In one sense, it will be a world away from the raucous, high-octane backdrop that highlighted his Lisdoonvarna show, yet it will nonetheless be nothing more than a different outlet for Derek's talents, particularly his songwriting ability.

He is certain to feature numbers that he has written himself - songs, indeed, which he enjoys performing against a rather more muted backdrop.

Just like many of his contemporaries, he relishes the chance to occasionally unspool his talent in an intimate atmosphere, where limited amplification allows the audience to absorb and enjoy the music more easily.

His soothing melodies may be in sharp contrast to the throbbing beat that mesmerised Lisdoonvarna, yet they will be appreciated by all who attend.

The fact that the show will help to support the Air Ambulance Northern Ireland fund will make the night that little bit more rewarding in every sense.

The cream of our country talent has long since basked in a well-earned reputation for putting their collective shoulder to the wheel when a worthy cause is mooted.

Derek Ryan is primed to lend further proof to the theory that if you want something done well, ask a busy man.

The good people of Killylea and the Air Ambulance personnel will know what I mean.

Old hands won't be throwing in the towel anytime soon

Warren Smyth, Billy McFarland and Norman Borland constitute a trio of country music exponents who have provided much quality material in the past and will doubtless continue to do so in the future.

They were on my Radio Ulster show on Wednesday and certainly proved that they have not lost their ability to communicate with and entertain an audience.

They are all kept busy in their respective fields, and tomorrow night, Warren, who hails from Banbridge, is hosting a free community gospel concert in Dromore High School (7.30pm), where he will be joined by Kathryn Mitchell, William Sayers, Kate Weir and Lauren Moffett.

Also providing entertainment will be Cornerstone, as well as the James Strange Band.

It promises to be an enjoyable and uplifting occasion, with Warren giving the lead in terms of providing fine music.

Meanwhile, the ageless Billy McFarland is still showing the same enthusiasm for country music as he was when I first met him - and I won't say how long ago that was!

Billy, of course, has had his share of success in the business, and his version of Oh My Papa on his golden trumpet is always worth listening to.

Indeed, Billy was one of the pioneers of country dancing in Ulster - given that this followed on from the showband boom, of which Billy was very much an integral part in this part of the world.

Norman Borland, meanwhile, has a new album on offer, and this talented singer certainly knows how to put a song over.

He has been around for a while, but he still brings his own inimitable style into play when he is on stage.

While there are several new faces on the country scene right now, the older hands obviously have no intention of throwing in the towel - and thank goodness for that.

Audiences taking a big shine to Shane

When Shane Owens hit the high spots with Walking on the Waves, which was voted one of the Irish country hits of last year, it was thought that he might have difficulty in achieving a follow-up of similar appeal.

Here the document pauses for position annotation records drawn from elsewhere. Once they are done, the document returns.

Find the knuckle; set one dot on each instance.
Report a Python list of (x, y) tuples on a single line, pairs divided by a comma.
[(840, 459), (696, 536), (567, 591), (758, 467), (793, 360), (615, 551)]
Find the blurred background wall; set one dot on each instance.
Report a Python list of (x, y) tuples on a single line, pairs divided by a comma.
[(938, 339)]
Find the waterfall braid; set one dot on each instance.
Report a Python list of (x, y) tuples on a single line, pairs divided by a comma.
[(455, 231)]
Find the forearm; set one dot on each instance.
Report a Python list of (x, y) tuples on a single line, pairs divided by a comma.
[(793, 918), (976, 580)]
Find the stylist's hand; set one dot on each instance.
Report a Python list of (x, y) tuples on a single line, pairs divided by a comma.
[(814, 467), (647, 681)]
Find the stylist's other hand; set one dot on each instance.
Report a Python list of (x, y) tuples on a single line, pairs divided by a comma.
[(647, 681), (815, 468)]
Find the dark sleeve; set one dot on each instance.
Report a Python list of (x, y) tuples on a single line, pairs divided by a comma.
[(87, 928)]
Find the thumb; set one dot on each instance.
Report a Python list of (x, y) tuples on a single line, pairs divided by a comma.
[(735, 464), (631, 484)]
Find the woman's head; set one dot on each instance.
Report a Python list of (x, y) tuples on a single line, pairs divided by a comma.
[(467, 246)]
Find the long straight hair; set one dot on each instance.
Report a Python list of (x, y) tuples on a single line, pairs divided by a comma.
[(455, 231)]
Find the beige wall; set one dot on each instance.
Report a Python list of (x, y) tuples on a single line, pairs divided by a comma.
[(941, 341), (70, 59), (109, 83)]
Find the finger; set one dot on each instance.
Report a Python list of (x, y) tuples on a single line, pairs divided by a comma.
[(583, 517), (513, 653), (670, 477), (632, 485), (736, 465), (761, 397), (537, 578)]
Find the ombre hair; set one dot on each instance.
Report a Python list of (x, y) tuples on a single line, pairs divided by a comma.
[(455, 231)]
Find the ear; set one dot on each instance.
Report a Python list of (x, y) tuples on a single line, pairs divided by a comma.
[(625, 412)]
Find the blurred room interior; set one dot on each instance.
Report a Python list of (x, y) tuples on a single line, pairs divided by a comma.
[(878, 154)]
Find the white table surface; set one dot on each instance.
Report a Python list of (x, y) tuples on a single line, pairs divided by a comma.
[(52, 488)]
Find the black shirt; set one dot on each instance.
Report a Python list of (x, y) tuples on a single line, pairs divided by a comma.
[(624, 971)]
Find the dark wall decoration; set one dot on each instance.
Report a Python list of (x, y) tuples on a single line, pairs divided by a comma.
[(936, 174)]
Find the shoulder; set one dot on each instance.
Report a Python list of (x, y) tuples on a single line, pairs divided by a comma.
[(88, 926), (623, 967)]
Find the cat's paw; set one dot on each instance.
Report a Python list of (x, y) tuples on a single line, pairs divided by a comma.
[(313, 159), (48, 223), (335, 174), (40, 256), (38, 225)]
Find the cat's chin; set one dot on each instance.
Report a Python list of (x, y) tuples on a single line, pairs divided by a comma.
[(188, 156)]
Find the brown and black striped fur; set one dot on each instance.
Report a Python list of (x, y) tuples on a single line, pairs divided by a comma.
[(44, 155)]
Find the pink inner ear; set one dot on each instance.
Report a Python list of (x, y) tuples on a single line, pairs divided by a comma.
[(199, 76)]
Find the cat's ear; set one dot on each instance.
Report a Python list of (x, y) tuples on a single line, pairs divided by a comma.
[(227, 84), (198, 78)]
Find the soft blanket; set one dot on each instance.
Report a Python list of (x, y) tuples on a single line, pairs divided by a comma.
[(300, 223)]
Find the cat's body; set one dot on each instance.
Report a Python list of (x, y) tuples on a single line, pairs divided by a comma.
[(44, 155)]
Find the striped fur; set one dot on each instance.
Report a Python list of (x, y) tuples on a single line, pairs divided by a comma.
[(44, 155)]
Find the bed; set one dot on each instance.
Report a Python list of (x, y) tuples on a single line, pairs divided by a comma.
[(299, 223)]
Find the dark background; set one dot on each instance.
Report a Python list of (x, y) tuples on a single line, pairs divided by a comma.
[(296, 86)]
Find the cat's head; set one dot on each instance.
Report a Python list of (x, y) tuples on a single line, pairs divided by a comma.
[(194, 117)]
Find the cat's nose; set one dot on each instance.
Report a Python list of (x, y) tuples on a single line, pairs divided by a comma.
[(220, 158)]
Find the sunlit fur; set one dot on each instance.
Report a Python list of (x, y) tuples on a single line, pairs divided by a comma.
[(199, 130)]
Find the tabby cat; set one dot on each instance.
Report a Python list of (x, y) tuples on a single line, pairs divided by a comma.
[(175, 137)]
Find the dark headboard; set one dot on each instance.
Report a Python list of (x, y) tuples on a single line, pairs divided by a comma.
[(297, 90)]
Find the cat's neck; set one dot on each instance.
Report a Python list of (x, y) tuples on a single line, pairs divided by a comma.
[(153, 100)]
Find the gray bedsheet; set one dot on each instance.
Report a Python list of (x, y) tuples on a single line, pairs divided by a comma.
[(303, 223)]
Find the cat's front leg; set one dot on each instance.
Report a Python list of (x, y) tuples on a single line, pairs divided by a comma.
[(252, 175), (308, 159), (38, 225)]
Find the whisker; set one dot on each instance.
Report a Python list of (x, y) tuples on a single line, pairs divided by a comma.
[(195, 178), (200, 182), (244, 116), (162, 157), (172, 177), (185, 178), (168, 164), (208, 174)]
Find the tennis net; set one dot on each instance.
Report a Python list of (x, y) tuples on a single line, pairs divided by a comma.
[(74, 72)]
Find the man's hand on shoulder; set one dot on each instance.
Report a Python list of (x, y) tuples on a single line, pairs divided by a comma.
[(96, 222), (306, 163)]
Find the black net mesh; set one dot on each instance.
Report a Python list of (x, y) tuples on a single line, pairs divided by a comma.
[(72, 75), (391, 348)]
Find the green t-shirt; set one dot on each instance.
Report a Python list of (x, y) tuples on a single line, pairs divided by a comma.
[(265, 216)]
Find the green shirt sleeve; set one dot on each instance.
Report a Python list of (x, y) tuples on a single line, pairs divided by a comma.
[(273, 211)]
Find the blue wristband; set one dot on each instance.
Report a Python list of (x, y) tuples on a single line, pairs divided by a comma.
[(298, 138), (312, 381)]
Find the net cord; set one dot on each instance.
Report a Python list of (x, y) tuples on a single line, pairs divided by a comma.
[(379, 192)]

But the talented artist has produced another surprise with Shiny Eyes, a haunting, catchy song that has propelled him even further into the spotlight.

It's a song which has instant appeal, and the personable Shane is hoping that it proves his passport to more success in the leading dancing venues.

He is already booked to appear at two major weekend festivals next month, and should Shiny Eyes continue to stay on the airwaves, he could find himself in much greater demand.

"I was hoping to get a follow-up to Walking on the Waves, and I consider myself fortunate to have fallen on Shiny Eyes," says Shane. "I liked it the minute I heard it. Obviously, I am hoping it does well."

Along with his talented band, Shane has just finished a busy summer and is facing another frantic spell.

Next month, he is due to appear at a festival organised by Paddy O'Brien, one of the pioneers of country music weekends.

"I'm looking forward to playing for Paddy, who has been involved in country music for a long time," says Shane.

"He is regarded as one of the gentlemen of the business, and he certainly is doing his bit to keep the flag flying."